Он выпряг лошадь на просторной поляне.
— Есть хочется, Паша, обед готовь, тут у меня в телеге все найдешь. Эх, выпьем по чарочке! — он обнял ее, но лошадь наступила на повод, запуталась. — Погоди, я конягу напою, а ты пока закусь готовь.
Он повел лошадь вниз, к ручью, под деревья. Прасковья тоже хотела пить и пошла следом.
По лесистому оврагу бежал из родника, зажатого в липовую колоду, ручей. Соединив ладони в ковшик, Прасковья с наслаждением схлебнула студеную воду, напившись и смахнув с губ капли, поглядела на ноги, они были от самых башмаков до колен в пыли, спустилась ниже по течению ручья и, сбросив башмаки, вошла в ручей; сначала холодная вода обожгла икры, и Прасковья попятилась, но потом ногам стало приятно. Нагнувшись помыть ноги, в тихой воде увидела круглое свое лицо и застыла: поперек лба набрякла глубокая морщина, и у глаз были морщинки, видела она их, конечно, не впервые, но раньше как-то не до них было: ну, появились — и ладно, не восемнадцать — двадцать, а вот теперь защемило: «Старею», — и, сразу потухнув, замутила воду.

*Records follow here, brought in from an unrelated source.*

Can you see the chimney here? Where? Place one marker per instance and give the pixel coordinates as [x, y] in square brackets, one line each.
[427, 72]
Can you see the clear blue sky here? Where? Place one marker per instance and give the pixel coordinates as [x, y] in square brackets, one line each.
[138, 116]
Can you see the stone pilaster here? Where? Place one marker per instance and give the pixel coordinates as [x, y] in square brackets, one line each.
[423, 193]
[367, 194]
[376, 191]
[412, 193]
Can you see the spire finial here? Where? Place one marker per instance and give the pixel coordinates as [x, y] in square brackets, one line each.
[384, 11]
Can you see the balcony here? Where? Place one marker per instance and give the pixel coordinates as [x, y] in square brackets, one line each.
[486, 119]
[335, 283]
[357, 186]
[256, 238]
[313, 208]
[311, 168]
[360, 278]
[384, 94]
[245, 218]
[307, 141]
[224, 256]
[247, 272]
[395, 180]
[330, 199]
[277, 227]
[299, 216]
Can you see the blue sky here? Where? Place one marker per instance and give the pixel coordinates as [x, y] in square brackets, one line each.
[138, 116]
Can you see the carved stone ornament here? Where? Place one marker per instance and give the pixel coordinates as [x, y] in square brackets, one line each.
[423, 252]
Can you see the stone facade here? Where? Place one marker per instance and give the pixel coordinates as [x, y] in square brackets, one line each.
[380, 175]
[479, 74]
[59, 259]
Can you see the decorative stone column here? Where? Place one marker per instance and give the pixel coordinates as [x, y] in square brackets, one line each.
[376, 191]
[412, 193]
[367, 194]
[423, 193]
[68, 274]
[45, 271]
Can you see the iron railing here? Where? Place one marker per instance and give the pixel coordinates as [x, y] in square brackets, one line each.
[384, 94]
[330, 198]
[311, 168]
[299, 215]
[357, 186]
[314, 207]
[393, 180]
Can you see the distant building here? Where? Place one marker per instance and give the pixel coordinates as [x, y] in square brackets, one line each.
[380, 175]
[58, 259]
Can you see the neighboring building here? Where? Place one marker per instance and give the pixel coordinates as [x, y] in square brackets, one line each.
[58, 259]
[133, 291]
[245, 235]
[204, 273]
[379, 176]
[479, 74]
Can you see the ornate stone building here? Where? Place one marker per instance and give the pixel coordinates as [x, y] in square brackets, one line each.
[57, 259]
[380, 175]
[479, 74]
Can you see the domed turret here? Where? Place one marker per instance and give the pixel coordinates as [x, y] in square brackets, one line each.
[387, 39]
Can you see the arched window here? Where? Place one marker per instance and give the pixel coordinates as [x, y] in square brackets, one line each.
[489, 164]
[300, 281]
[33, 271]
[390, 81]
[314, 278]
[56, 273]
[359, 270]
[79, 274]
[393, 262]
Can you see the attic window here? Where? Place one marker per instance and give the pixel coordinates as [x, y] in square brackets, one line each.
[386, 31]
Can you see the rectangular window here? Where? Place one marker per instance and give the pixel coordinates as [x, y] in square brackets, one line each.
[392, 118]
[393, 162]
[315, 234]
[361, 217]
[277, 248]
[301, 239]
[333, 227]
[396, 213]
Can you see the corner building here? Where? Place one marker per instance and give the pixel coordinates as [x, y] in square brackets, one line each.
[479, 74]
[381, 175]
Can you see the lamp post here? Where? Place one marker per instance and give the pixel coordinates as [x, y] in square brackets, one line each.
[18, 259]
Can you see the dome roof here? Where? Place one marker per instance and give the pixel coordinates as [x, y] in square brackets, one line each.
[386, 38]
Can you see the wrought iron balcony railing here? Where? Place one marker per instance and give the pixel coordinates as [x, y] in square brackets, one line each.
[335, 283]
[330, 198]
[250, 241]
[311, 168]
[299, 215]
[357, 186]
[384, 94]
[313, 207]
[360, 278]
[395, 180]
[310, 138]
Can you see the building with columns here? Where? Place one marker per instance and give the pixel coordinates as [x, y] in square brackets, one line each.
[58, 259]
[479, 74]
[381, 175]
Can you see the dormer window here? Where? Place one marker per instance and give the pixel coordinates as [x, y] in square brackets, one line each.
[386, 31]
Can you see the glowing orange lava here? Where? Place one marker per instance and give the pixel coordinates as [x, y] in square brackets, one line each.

К телеге возвращалась вдоль опушки. Высокая трава легонько щекотала голые икры. В сердце стояла тихая печаль по так неожиданно прошедшей молодости. «Ведь вот и знала, что все пройдет, а не верилось, думалось: то когда-то еще будет! Не дойти до нее, до старости, а она вон не за горами, рядом». Вспомнились слова сестры: «Ты, Пашка, любовь в молодости не истратила, вот тебе и нет спокою, только с Егором зря связалась — пустой он человек. Ох, Пашка, стерегись Егора: ему только выпить да с бабой полежать, с какой бабой, я думаю, ему по пьяной лавочке все одно». Верно сестрица говорила. Он, бесстыдник, к самой Анне подбивался, у нее муж, да и сестра она Саньке. И мне он не очень-то к сердцу прикипел. Сколько лет проходила мимо — и ничего.
Никак не могла определить, что у нее есть к Егору такого особого, нравился веселым нравом, бесшабашностью, но стоит ли ради этого с ним жизнь транжирить.

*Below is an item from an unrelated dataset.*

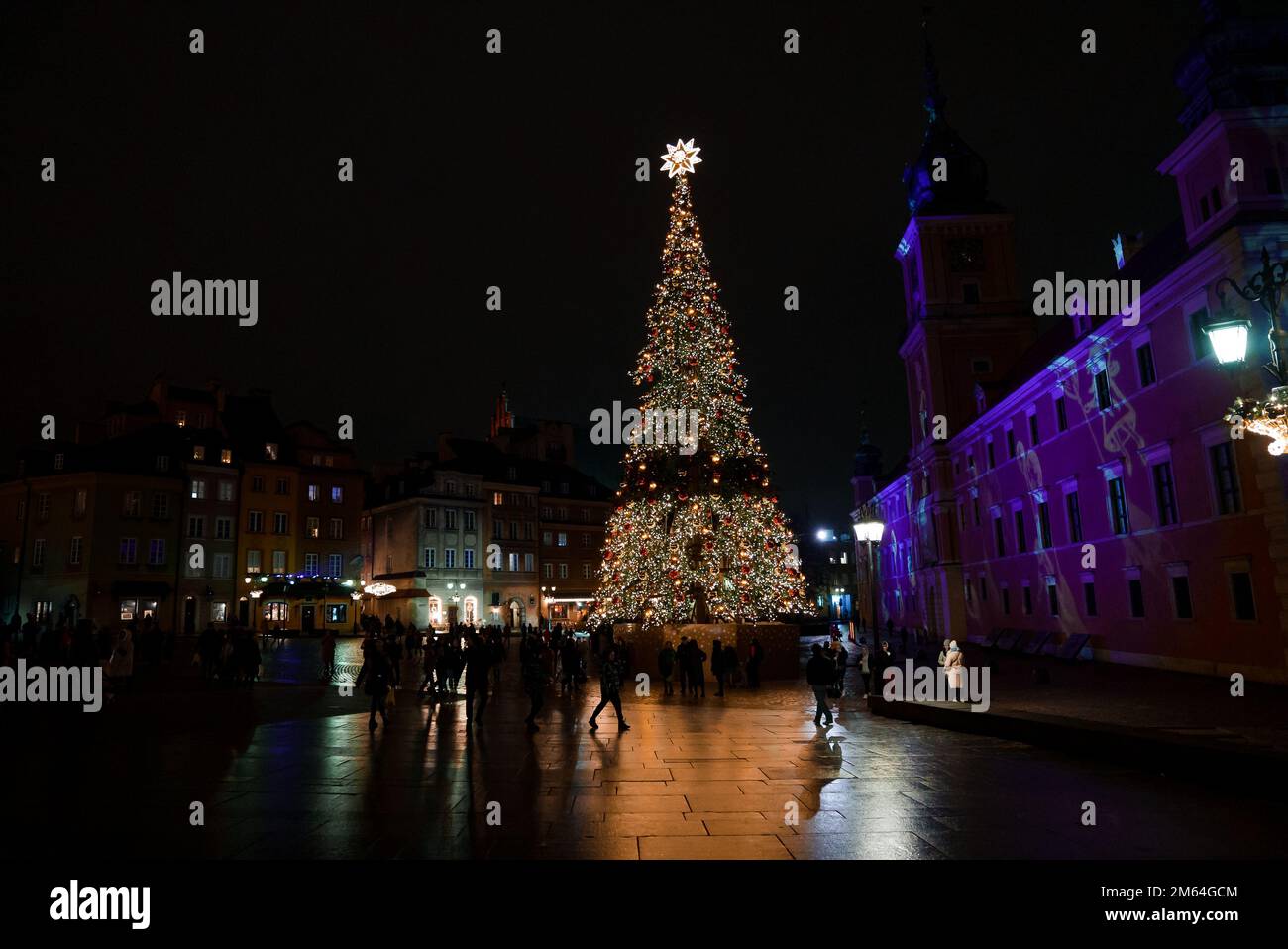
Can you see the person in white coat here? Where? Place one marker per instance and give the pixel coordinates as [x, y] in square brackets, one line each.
[120, 667]
[954, 670]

Егор, напоив и стреножив лошадь, привязал ее за колесо телеги. Прасковья видела, как он, озираясь, тревожно ее искал, не увидел, позвал:
— Паша, ты где бродишь? Идем!
Она, как бы убоявшись, что он обнаружит ее, нырнула под кусты и, выпрямившись, быстро пошла в глубь леса. Была даже сладость в том, что тайно, скрыто убежала от Егора, отомстив за обещание, которое он дал Низовцеву. А лес орал:
— Па-аша! Пашка!
«Кричи, кричи, может быть, охрипнешь, — радовалась освобожденно Прасковья. — Ишь, придумал силой в лес завезти. Что я, шлюха? Ничего не выйдет». Разгоряченная мыслями, брела лесом, мало заботясь о том, куда выйдет. Голоса Егора уже не было слышно, она шла и ждала, что впереди вот-вот засветлеет и лес кончится, но он так и не кончался. И тогда начала озираться, пытаясь припомнить места, но лес стоял чужой, незнакомый, ее охватила тревога, желала лишь одного, чтобы до темноты хотя бы в какое угодно село попасть.

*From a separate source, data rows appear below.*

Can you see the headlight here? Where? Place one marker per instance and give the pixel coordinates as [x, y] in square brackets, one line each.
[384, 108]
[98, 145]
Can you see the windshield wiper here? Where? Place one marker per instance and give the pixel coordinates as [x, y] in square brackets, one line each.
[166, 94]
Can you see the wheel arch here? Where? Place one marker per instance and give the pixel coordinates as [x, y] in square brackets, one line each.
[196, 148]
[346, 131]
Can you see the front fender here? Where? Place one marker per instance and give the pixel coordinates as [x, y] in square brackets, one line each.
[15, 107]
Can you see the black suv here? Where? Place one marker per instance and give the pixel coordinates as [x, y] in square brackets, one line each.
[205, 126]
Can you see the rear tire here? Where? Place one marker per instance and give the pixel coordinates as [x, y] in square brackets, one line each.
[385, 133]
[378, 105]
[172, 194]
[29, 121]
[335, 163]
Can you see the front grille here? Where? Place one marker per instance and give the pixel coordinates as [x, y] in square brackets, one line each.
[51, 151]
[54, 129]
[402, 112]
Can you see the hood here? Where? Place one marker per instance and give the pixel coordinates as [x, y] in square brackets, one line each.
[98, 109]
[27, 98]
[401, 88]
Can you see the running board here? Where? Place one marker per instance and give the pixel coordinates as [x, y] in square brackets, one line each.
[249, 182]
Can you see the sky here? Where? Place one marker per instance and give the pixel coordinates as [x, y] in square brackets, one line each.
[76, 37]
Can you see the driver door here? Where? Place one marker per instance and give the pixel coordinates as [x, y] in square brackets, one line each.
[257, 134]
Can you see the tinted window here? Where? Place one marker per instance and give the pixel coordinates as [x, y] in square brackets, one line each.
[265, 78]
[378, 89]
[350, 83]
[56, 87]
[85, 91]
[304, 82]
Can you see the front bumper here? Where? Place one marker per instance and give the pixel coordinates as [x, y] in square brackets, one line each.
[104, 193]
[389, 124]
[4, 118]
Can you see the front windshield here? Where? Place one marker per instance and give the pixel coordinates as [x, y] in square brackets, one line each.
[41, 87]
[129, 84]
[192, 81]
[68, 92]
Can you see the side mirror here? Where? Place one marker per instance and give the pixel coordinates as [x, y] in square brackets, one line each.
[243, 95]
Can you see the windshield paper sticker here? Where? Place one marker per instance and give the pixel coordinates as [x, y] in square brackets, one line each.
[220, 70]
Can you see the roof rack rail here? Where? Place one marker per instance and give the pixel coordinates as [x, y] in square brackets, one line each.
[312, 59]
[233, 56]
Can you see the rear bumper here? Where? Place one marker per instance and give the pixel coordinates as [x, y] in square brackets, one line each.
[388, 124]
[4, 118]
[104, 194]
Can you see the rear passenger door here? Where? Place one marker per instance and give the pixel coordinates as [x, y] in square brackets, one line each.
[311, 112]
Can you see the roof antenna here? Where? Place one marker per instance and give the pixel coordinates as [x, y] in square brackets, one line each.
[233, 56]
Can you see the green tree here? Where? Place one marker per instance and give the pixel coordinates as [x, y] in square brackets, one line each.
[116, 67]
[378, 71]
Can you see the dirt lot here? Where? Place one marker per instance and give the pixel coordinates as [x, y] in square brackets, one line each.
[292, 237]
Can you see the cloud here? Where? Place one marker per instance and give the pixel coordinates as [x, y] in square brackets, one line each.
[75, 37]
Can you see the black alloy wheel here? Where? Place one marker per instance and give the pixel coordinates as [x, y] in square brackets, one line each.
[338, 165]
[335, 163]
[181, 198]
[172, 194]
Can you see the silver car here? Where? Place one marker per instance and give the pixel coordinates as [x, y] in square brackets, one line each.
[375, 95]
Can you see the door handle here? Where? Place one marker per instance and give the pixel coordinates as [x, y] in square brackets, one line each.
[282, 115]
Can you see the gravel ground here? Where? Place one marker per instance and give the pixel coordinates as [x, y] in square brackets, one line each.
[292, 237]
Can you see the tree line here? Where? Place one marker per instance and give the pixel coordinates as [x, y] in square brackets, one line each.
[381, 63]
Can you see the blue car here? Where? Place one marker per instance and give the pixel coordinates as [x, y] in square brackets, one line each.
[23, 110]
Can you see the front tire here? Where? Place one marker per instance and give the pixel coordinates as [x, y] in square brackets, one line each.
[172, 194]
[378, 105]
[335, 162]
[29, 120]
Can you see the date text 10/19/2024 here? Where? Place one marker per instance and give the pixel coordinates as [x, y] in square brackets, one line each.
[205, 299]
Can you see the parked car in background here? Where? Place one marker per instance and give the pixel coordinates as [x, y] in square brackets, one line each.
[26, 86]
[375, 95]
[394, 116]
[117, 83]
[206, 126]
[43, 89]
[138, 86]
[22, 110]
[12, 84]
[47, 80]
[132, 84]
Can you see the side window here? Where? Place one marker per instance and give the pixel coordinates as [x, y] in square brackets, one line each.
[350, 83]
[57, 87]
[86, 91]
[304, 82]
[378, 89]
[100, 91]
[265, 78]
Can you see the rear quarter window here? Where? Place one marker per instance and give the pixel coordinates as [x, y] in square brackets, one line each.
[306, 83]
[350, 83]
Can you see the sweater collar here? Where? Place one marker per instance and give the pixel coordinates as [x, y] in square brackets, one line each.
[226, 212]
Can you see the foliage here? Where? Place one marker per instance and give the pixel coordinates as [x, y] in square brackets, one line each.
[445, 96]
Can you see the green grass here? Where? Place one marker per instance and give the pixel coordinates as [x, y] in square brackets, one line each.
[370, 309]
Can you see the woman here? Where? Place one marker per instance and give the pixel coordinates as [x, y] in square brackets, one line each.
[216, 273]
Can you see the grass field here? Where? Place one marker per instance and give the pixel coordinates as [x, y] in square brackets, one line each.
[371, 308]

Все-таки вышла на свою дорогу. Робко ступила, огляделась, не притаился ли где Егор, — никого, прислушалась — не гремят ли колеса Егоровой телеги. Со стороны Урочной дорога была тиха и пустынна. Прасковья устало тронулась домой, но за поворотом обнаружила груженую машину, в ее кузове на чем-то, застланном брезентом, сидели мужчины. Грузовик, видать, только что выбрался из колдобины: позади из разбитой колеи торчали кусты орешника.